We also have our own transportation company because in North America when you promise a customer the trucks are going to be there at seven in the morning you have to be there. Using a carrier, they say, ``We'll be there a day less or a day more.'' They don't care. With this we promise and we're going to be there.
Also, when you are making a window, you have between 2 and 5 percent scrap — the little pieces. When we deliver a new trailer, we pick up the old truck trailer with all the boxes with all these pieces and we bring them back to the recycle plant. And we save some time and money.
We also have the only recycling plant [of its kind] in North America, because everybody else recycles where they take off pieces by hand. Ours is all computerized now. We recycle about 80 million pounds per year. Next year  we may double that.
Here we've got 28 custom profile companies, two siding manufacturing — and we do very well there. We've got three companies in pipes, two in Toronto one in Vancouver. Also, we have a fittings company in Detroit. In vertical blinds we are in Montreal, Houston, Mexico, Florida. Now we will be in Brazil — we're just setting up.
It's very important to understand our vertical integration.
If you have a plant working over 80 percent [capacity], you are going to make money. But if you buy a machine you're going to have to make back that money. If you have to buy ingredients you have to make back that money.
When you have a new product, you are going to say to somebody, ``I need a different this, a different that.'' If they are busy, they will tell you to wait until next year. Then you cannot move. It's like you have a restaurant with no kitchen.

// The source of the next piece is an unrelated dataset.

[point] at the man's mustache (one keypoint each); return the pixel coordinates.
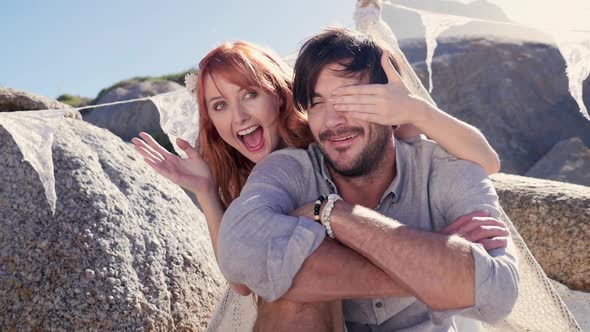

For our company, it's a young company — you grow. If you do not have all these tools, you can never grow. With the customers we have, if you keep adding, adding and never lose one, you have to grow. If you don't have that you better sell your business and go away. That is why we are so close to our customers. Whatever they need, we do it. It is very important to talk to your customers every day. If you don't, other people will, and leave you behind. And that is the reason we can grow.
Look at the building system, for example. We started doing basements, garages, toolsheds, houses, high-rises. We have so many different applications. With our system you are saving trees, you are saving life. If we are going to keep cutting trees in 30 years we are going to be in trouble. With this you save all this and you breathe better, saving the wildlife and everything. Really, this is the future. And we're building every day a better world to live in.
I am learning more things every day. I think I have a little bit of experience. You have to learn every day.